Что же, мы избежали так многого, говорил Ян, когда они уже переправились через плотину и въехали в лес, и в этом есть скучное чудо, от которого чаще всего хочется отмахнуться; но нет ли в этом везении, скажем так, лучшего замысла: то есть, не кажется ли тебе хотя бы иногда, что ты был сохранен неспроста, что тебя пронесли надо всем в некой теплой горсти и тебе предназначено выполнить нечто, на что все равно были не способны все те, кому дали замкнуться на крыше вагона или вывалиться с девятнадцатого этажа на чужом дне рождения? Действительно, я и в школе, и дальше всегда смотрел на тех, кто сидел за другими столами, не то чтобы как на в принципе «лучших, чем я», но точно как на более удачливых: дело было даже не в том, что я был из бедной однополой семьи, а в том, что я твердо считал, что каждый из них превосходит меня в чем-то таком одном своем и это дает им, каждому из них, решающее, смертельное преимущество, угрожающее мне если даже не прямо сейчас, то способное нагнать меня в будущем пока неизвестным мне образом.

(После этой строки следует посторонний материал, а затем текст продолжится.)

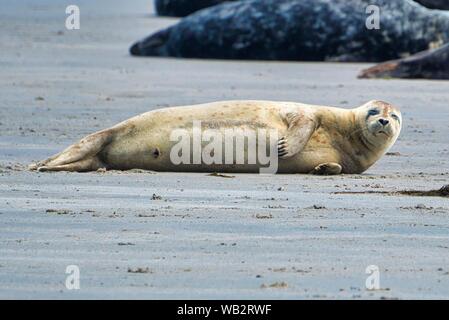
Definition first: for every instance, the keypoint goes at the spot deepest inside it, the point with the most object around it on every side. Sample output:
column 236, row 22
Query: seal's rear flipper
column 81, row 156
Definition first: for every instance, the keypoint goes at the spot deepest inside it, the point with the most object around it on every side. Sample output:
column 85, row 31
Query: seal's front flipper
column 81, row 156
column 299, row 131
column 327, row 169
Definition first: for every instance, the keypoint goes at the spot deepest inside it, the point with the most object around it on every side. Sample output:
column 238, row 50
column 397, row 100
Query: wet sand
column 252, row 236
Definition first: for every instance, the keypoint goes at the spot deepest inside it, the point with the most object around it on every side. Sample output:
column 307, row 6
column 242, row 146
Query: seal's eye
column 395, row 117
column 373, row 112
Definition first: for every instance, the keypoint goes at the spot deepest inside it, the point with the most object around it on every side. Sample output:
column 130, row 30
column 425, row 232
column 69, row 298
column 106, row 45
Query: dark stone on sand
column 435, row 4
column 182, row 8
column 321, row 30
column 431, row 64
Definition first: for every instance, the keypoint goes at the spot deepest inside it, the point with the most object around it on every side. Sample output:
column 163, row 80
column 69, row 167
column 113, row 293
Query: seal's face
column 381, row 123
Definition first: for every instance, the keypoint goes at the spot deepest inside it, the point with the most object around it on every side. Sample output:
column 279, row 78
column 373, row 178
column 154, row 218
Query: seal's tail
column 81, row 156
column 154, row 45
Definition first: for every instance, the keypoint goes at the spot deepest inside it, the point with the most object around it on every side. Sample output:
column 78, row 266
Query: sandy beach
column 143, row 235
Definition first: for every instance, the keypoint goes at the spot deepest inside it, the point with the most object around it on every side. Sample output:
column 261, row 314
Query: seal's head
column 380, row 123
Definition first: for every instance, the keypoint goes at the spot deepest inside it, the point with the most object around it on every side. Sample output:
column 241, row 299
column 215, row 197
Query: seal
column 309, row 138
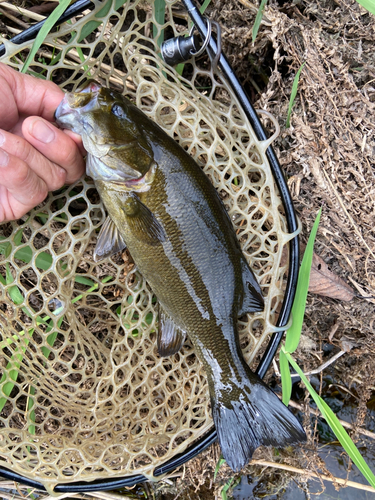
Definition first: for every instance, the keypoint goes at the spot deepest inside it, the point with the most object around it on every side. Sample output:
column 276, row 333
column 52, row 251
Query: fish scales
column 165, row 210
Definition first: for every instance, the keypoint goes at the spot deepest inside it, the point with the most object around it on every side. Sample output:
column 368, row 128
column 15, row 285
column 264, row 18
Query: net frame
column 143, row 94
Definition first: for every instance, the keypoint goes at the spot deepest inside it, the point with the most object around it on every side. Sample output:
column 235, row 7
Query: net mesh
column 84, row 394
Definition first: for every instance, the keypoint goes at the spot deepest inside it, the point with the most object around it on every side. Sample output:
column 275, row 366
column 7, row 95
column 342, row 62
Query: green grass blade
column 293, row 95
column 298, row 310
column 46, row 28
column 368, row 5
column 286, row 379
column 159, row 15
column 220, row 462
column 335, row 425
column 226, row 487
column 258, row 19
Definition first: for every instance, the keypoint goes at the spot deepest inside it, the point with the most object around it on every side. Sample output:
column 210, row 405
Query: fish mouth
column 69, row 112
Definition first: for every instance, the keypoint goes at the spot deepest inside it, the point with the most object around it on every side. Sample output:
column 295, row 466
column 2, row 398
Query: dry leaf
column 325, row 282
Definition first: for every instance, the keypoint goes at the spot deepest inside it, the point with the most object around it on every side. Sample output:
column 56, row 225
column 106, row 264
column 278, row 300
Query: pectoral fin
column 142, row 221
column 170, row 336
column 109, row 241
column 252, row 294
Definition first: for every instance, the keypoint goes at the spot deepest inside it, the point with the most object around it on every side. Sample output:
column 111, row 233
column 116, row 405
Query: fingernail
column 4, row 158
column 41, row 131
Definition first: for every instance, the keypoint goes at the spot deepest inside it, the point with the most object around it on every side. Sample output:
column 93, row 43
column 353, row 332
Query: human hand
column 35, row 156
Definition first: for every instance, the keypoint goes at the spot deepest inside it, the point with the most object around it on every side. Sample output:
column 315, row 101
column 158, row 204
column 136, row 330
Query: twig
column 305, row 472
column 108, row 496
column 365, row 432
column 24, row 12
column 323, row 366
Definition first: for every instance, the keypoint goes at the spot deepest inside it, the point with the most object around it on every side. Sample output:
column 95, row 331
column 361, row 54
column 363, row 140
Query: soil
column 327, row 156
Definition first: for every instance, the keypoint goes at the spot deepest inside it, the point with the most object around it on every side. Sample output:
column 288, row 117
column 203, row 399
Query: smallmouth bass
column 164, row 209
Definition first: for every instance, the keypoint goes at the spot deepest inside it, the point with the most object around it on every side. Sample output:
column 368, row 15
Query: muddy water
column 337, row 463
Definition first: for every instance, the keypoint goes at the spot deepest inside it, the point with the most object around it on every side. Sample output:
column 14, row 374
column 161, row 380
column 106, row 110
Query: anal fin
column 109, row 241
column 170, row 336
column 252, row 300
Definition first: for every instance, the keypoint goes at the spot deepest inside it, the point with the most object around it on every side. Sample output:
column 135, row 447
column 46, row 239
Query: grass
column 368, row 5
column 291, row 343
column 293, row 94
column 258, row 19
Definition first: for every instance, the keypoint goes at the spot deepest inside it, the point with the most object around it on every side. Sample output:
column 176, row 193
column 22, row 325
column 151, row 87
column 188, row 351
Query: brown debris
column 325, row 282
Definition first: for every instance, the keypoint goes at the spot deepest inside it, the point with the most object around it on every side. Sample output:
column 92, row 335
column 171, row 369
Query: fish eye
column 118, row 111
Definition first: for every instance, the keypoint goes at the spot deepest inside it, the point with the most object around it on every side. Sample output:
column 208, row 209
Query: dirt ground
column 327, row 156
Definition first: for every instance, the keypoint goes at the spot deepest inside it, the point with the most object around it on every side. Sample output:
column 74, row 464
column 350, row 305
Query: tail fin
column 254, row 416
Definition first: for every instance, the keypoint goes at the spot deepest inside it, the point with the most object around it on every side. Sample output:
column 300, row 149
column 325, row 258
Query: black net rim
column 204, row 442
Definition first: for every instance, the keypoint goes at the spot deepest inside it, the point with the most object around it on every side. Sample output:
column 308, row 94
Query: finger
column 55, row 145
column 28, row 95
column 24, row 188
column 53, row 175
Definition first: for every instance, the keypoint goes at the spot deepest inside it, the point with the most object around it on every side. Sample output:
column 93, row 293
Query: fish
column 163, row 208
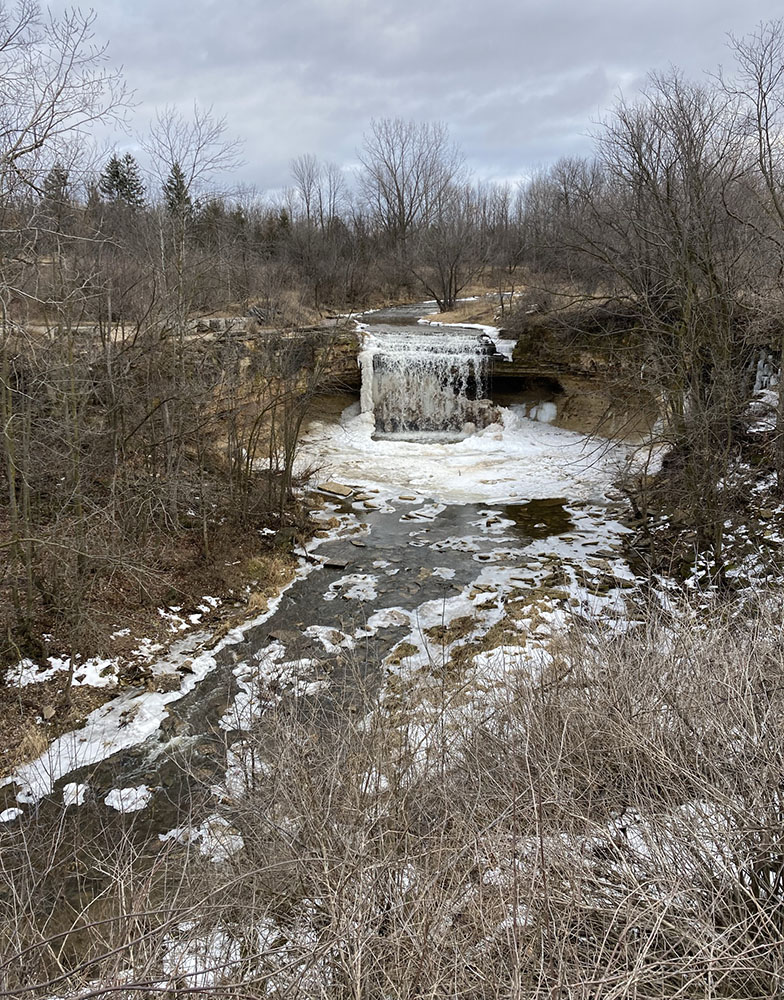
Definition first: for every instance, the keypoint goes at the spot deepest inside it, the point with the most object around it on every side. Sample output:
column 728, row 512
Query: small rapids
column 433, row 384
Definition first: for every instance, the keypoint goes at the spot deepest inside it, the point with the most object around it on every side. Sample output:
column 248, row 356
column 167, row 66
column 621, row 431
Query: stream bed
column 503, row 534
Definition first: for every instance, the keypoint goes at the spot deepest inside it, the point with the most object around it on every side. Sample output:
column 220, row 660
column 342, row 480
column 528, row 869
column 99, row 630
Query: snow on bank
column 135, row 715
column 516, row 459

Я искал с ними дружбы, и я ненавидел их всех и себя больше всех, а они будто бы ничего не подозревали, ездили на свои курсы, а потом поступили не обязательно на бюджет, кто-то вообще никуда не поступил, кто-то ездил вместе со мной, и я занимал им места, а потом они начали понемногу, не скопом, конечно, не «один за другим», но все-таки пропадать, мало-помалу рассеиваться в каких-то туманных поездках, с непонятными людьми, а кто-то и тупо от рака, и я даже один раз расплакался по одному программисту, изгалявшемуся в свое время над моей влюбленностью в золотую отличницу: он попал под поезд, перебираясь ночью с одной платформы на другую после какой-то заварухи в вагоне. И вот, то, что я остаюсь здесь, по эту сторону земли, уже так достаточно долго, известно смущает меня: от меня немного проку, разве что мы иногда выезжаем прибраться в лесу и донатим несчастным; и поскольку я сам уже вряд ли смогу сочинить себе некий проект, я позволяю себе надеяться, что проект для меня предусмотрен помимо меня, и готов быть той самой microscopic cog in his catastrophic plan, ничего не прося взамен.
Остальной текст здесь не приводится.